Thank you so much for being here today, Minister, and thank you for your presentation.

As you know from the speeches the Liberals made at second reading of this bill, Bill C-22, and from our Liberal justice strategy, which we announced in October 2006, Bill C-22 is in fact one of the bills the Liberal Party and the Liberal caucus supports. And back in 2006 we offered to fast-track it for the government, to work with the government to see that it was fast-tracked.

I'm pleased to hear in your response to my colleague Brian Murphy that you're delighted that the Liberals are supporting C-22 and that you want to see it come into effect and be enacted as quickly as possible.

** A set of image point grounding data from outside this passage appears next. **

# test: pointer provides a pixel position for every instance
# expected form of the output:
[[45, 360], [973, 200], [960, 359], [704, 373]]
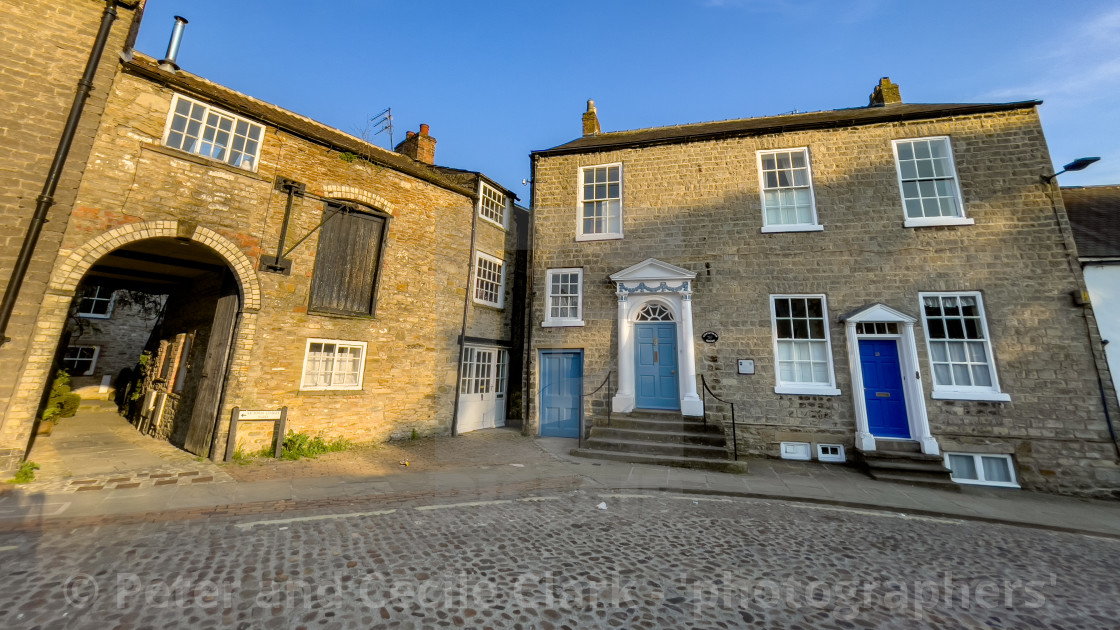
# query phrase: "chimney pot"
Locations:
[[885, 93], [590, 120], [168, 63]]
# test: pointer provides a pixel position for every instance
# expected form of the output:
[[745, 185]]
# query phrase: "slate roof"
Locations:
[[761, 126], [1094, 214], [301, 126]]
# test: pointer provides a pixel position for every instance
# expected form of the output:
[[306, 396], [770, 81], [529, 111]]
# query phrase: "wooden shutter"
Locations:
[[346, 262]]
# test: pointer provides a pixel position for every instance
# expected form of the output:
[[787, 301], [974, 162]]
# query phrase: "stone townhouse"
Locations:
[[1094, 215], [889, 284], [295, 266]]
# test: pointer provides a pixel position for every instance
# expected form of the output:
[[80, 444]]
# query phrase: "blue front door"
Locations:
[[561, 392], [656, 367], [883, 388]]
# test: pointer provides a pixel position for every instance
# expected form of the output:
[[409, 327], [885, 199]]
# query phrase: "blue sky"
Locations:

So you have obviously been made cognizant of the Liberal opposition day motion, which will be debated tomorrow as part of the supply day for opposition, which makes an offer, for the third time, to this Conservative government that we are prepared to work with the government to have Bill C-18, An Act to amend certain Acts in relation to DNA identification; Bill C-22, An Act to amend the Criminal Code (age of protection) and to make consequential amendments to the Criminal Records Act—on which you're appearing before us right now—Bill C-23, An Act to amend the Criminal Code (criminal procedure, language of the accused, sentencing and other amendments); and Bill C-35, An Act to amend the Criminal Code (reverse onus in bail hearings for firearm-related offences) deemed to have been considered by the House of Commons at all stages.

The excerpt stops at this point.